Nixeus NX-VUE27P 1440P IPS Monitor Review
Panel Backlight Bleed
An LCD or LCD LED-based monitor relies upon either one or multiple sources of light to illuminate the liquid crystals so as to create a visible image. In a perfect world, all the light would either go through the open crystals or be reflected back into the interior of the display via the closed crystals. Due to the manufacturing process, most monitors exhibit light leakage around the edges of the monitor. This issue is called ‘backlight bleed’ and can drastically lower the contrast near these affected areas. This causes colors to have a washed out appearance, with blacks appearing to be more gray that black. Ideally, a monitor should have zero bleeding, but if the amount is judged to be fairly minor we will consider it to be adequate.
To determine the amount of backlight bleed a given sample exhibits, we have placed the monitor in a completely dark room and have taken a series of pictures of the monitor using a Nikon D810 with a 24-70 F2.8E VR lens. In between each shot the ISO is raised by one stop until a picture is captured that shows the amount of backlight bleed occurring.
For a monitor in this price range, the amount of backlight bleed is certainly nothing to write home about. We have seen worse and we have seen better. Thankfully, few users ever use their computer completely in the dark. Under more common viewing scenarios, this level of bleed is barely perceptible with mainly a washing out of contrast in the affected area.
Gamma correction is one of the hardest terms to explain. However, for our purposes the gamma correction of any electronics device is how bright or dark an image will be displayed on a screen.
All PC devices now use 2.20 gamma as the default. Any variance from this will result in an image being either underexposed – which will create black crush and reduced shadow detail – or washed out with overexposed highlights level detail.
While 2.20 is the gold standard, a minor deviation of 0.10 will in all likelihood never be noticed by anyone other than professional photographers. Higher levels of deflection however will be noticed by just about everyone.

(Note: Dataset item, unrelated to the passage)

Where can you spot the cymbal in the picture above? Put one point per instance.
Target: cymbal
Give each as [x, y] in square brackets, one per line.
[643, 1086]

It is obvious the Nixeus NX-VUE27P 1440P Monitor does not come factory calibrated, but that is to be expected as this is an inexpensive monitor. What was not expected was how poor the default really was. Since there is no real gamma adjustment built into the OSD – beyond on and off – people will have to opt for off panel options like driver software. Thankfully, a colorimeter is not that big of an investment, and one that will pay dividends for years and years.